This was actually fun for me. See, weirdly, I like money. Like, I like budgeting. I like having saving goals, and counting coins and sorting them and making rolls to take them to the bank. Unfortunately, because I like money, I always spend all my change and therefore, I have to count other people’s coins and roll up other people’s money. Which is actually fine by me. I just wish I had more coins lying around for me to count and roll up.
Yes, this is a trait of my personality that people usually find funny. I guess you could call it a quirk. But that makes figuring out the financial part of my experiment/major lifestyle change important (and super fun) to me.
Before I went over how much I have spent in clothes in the last twelve months, I took a minute to think and estimate how much I thought I had spent. I did not remember every shopping spree, but I did remember how I had felt in my clothes all year-long: cheap, and precarious.

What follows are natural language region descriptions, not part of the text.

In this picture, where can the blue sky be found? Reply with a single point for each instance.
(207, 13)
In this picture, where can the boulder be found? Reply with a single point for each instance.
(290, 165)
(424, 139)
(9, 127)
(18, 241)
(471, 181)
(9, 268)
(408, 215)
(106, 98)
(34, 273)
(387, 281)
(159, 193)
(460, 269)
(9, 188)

First, I don’t have many clothes.
Second, and most importantly, I don’t feel comfortable or confident in them: the ones that I love are getting old and (I am ashamed to admit it) are even sometimes stained or have holes in them. I don’t throw them out because I love them, and I can’t find better clothes out there. The ones that I buy to try to renew my wardrobe are usually cheaper, ill-fitting versions of what I wish I could wear everyday, in neutral colours so people won’t notice that they are ugly. Getting dressed every morning is an ordeal, as I rarely feel pleasure wearing an outfit, or get to play around with different combinations.
Based on this, I estimated that I had spent around $400 on clothing over the year. That sounded about right for what I had gotten from it.
Guess what? I was super wrong. I spent more than twice that: $933.58. I reckon it’s still not very much. I probably spend very little compared to the rest of 20-something middle-class girls. But it’s still too much for what I get.
My goal: Spend more if needed, or at least that much. But on better quality, on clothes that I am happy to wear, on T-shirts I can buy guilt-free.
That’s my next mission: find meaningful ways to invest in my clothing, and make shopping a strategic, yet fun activity.